In most cases, your software probably has a menu at the top that says “Help”. Clicking this usually yields a pull-down menu with an option of “About <software name>”.


This option should bring up a window that contains the exact version number of your software. In order to find out how to properly use the software that came with your gadget, it’s important that you know which version you are using. Example:

This version number will become important in the next step.

Probably the most useful tip I could give anyone with an extreme case of “gadget stress” is this next one.

Phrase what you want to do with your gadget into a logical statement or question, and then turn to Google.


Earlier, I suggested you write down a list of tasks that you”ll need to know how to do with your gadget. If you can”t find the answer in the manual, and you just can”t figure it out on your own, turn to Google. I don’t know how many times Google has saved me from tearing my hair out. Here”s a moment of comfort for you – no matter how crazy your question may be, someone out there on the Interweb has already asked it, and some kind person has thought fit to answer it.

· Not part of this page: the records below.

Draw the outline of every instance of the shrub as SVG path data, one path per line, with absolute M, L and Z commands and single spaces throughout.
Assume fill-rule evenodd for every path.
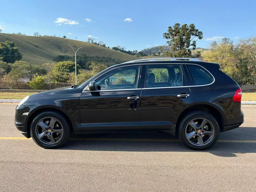
M 29 83 L 29 86 L 32 89 L 43 89 L 45 79 L 44 77 L 39 76 L 36 77 L 35 75 Z
M 125 84 L 127 83 L 127 81 L 124 77 L 119 77 L 116 80 L 117 84 Z

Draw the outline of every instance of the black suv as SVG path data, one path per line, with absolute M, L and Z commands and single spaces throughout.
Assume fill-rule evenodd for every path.
M 217 63 L 161 58 L 112 66 L 79 85 L 24 98 L 15 125 L 38 145 L 63 145 L 72 132 L 164 131 L 193 149 L 244 122 L 241 89 Z

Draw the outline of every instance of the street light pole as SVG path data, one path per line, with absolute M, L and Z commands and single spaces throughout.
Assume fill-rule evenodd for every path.
M 72 49 L 73 50 L 73 51 L 74 51 L 74 52 L 75 52 L 75 85 L 77 85 L 77 83 L 76 81 L 76 52 L 78 51 L 78 50 L 79 50 L 80 48 L 82 48 L 82 47 L 79 47 L 77 49 L 77 50 L 76 50 L 76 51 L 75 51 L 75 50 L 74 50 L 74 49 L 73 49 L 73 47 L 72 47 L 72 46 L 71 46 L 71 45 L 70 45 L 69 44 L 68 44 L 71 47 L 71 48 L 72 48 Z

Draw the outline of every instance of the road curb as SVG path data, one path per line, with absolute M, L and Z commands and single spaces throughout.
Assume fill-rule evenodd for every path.
M 22 99 L 0 99 L 1 103 L 19 103 Z M 242 101 L 242 105 L 256 105 L 256 101 Z

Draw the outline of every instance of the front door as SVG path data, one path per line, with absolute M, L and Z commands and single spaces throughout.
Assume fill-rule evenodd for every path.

“How do I connect my Dell Axim x50v to my wireless network?”

“How do I use Windows Media Player 11 to download songs onto a Creative Zen player?”

“How do I delete a song from my Creative Zen player?”

“Can I use iTunes with any MP3 player?”

“How do I disable the touchscreen on my Treo 800w while I am on a call?”

Finally, turn to user forums specific to your gadget.

The Internet is full of lively, supportive user communities chock full of people who have the exact same device you have, and are having the exact same problems you are. However, there are also people who have overcome those problems, and are more than happy to help you overcome yours.


By searching Google for user communities with your specific gadget name, you”ll most likely come across some that will make you feel right at home. For example, here’s some user forums that I’ve found based on things that I have:

Panasonic”s Living in HD community offers insight, forums, and how-tos for Blu Ray players, and their flat panel TVs. This is a fairly new site targeting families, and it has good tips including how to mount a flat panel TV to a wall.


WMExperts.com is the place to hang out and learn how to your Windows Mobile device. Whether you’re a newb or a seasoned developer, you can ask a question and someone will help you.


Aximsite.com was crucial to my mastery when I had my Dell Axim handheld. Again, a warm community that welcomes newcomers, I felt totally comfortable asking what I thought were mundane questions that I couldn”t find the answer to anywhere else.


Did you get a gadget over the holidays that you just can”t figure out? Are you stuck? Have you found a great community dedicated to a gadget others may be having trouble with? Feel free to post any questions or useful gadget sites in the comments. Let’s get a lively discussion going!

In the meantime, I”m going to continue my life with my current technological frustrations and hope I come through unscathed, and with a blood-pressure that”s actually in range with my age group. My most recent battle was with the Blu Ray menu for of all things, the movie Cars. I think I was just too old to get to the Chapter selection screen. I finally did it, but not before seriously contemplating waiting until my 16 month-old was old enough to learn it, and then teach me.